Saudi Arabian security officials took to Twitter Monday to announce the arrest of Tala Safwan, who has nearly five million followers on TikTok and 866,000 subscribers on YouTube. Although they did not name Safwan in their post, they included a blurred-out screenshot of her TikTok livestream with another Saudi resident, a woman. A recording of the live video spread widely in Saudi Arabia in recent days, prompting fury as well as the hashtag “Tala offends society,” according to English language media outlet Egyptian Streets.
“The Riyadh police arrested a resident who appeared in a broadcast talking to another with sexual content and suggestion that would prejudice public morals,” the kingdom’s Interior Ministry tweeted, according to an automated translation of their post.

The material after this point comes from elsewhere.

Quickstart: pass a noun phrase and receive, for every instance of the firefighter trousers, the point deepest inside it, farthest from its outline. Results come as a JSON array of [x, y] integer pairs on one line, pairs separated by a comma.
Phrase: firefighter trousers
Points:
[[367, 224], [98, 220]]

Egyptian Streets pointed out that many users on Twitter celebrated Safwan’s arrest. LGBT sexual activity, as well as the gender expression of trans individuals, is criminalized in Saudi Arabia and can be punished with the death penalty. The Human Dignity Trust, an organization that works to challenge laws that discriminate against LGBT people worldwide, explains that same-sex sexual activity is prohibited under Sharia law and that Saudi Arabia operates with “an uncodified criminal code based upon Sharia principles.”
In the video, which is in Arabic, Safwan tells another woman to come to her house in Riyadh, Egyptian Streets stated. The TikToker reportedly said that “everyone will be asleep” at home and that “no one will hear her scream.” The BBC reports that Safwan responded to the online indignation and said that she’d been misunderstood, claiming that the clip had been taken out of context to cause a scandal.
Gizmodo reached out to TikTok for comment on Safwan’s arrest but did not receive a response by the time of publication.
It’s unclear what consequences Safwan will face or whether she will be able to fight the allegations in court. Human Dignity Trust states that there is substantial evidence that the laws criminalizing LGBT activity have been enforced over the years. However, the organization found that it is difficult to provide accurate estimates on the number of arrests, prosecutions, and executions of LGBT and trans individuals because of the secretive nature of Saudi Arabian law enforcement.
In 2020, the kingdom arrested and deported a Yemeni blogger for “promoting homosexuality online” and “imitating women.” The blogger, Mohamad al-Bokari, had posted a video advocating for equal rights for LGBT individuals. Meanwhile, in 2018, police arrested young men who they claim appeared in a “gay wedding scene” on video, although it is not known whether they were prosecuted.